Hungary – Prime Minister Viktor Orbán said on the radio on Friday the 26 that Hungary was planning to strengthen the current fence at the Serbian and Croatian borders. He said that there may be soon a “greater need for security”. The new fence will be “a serious structure”. “The future of Europe and Hungary is at stake. The question is if we live together with hordes of Muslims, then what kind of public security will we have, and whether our daughters and wives will be safe. Why would we risk it?”
Hungary built a razor-wire fence at her Serbian and Croatian borders last year, enabling to enter through official checkpoints and claim asylum, since the EU was too slow to react to the migration influx. Migrants try to cross the Hungarian border everyday with an average of 10 per day this month, August 2016.

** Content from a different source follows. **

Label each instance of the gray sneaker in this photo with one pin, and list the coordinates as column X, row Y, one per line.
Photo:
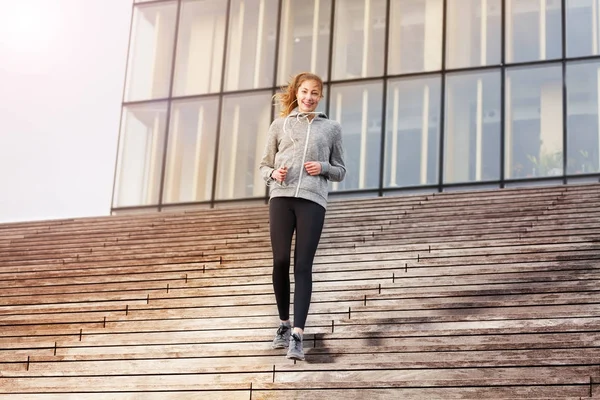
column 295, row 350
column 282, row 338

For now the fence is heavily policed equipped with thermal imaging cameras, but it requires additional reinforcement. “I’m not a heartless person, but the border cannot be protected with flowers and plush toys,” Orbán said. Today not even birds can enter Hungary’s territory without screening, he added.
The future fortified barrier would be able to stop several hundreds of thousands of people at the same time, if needed, Orbán said. “The technicals plans are under way” and the construction will start as soon as the Minister of Interior will submit them. It would be able to stop a surge of the immigration for example if Turkey allows the millions of migrants to leave for Western Europe.
The Prime Minister also said on the radio that terrorism has appeared and spread in Europe because hundreds of thousand of people have arrived unchecked from places that regard the Western world as the enemy. “There is a state of semi-war, and in such circumstances we cannot take a risk,” he said. Also an extra 3,000 police will be recruited to complement the existing 3,500 contingent patrolling the border.
Prime Minister Viktor Orbán stressed that whoever claims there is no connection between migration and terrorism “doesn’t know what they’re talking about, or for some reason is trying to deny facts that are plainer than day.”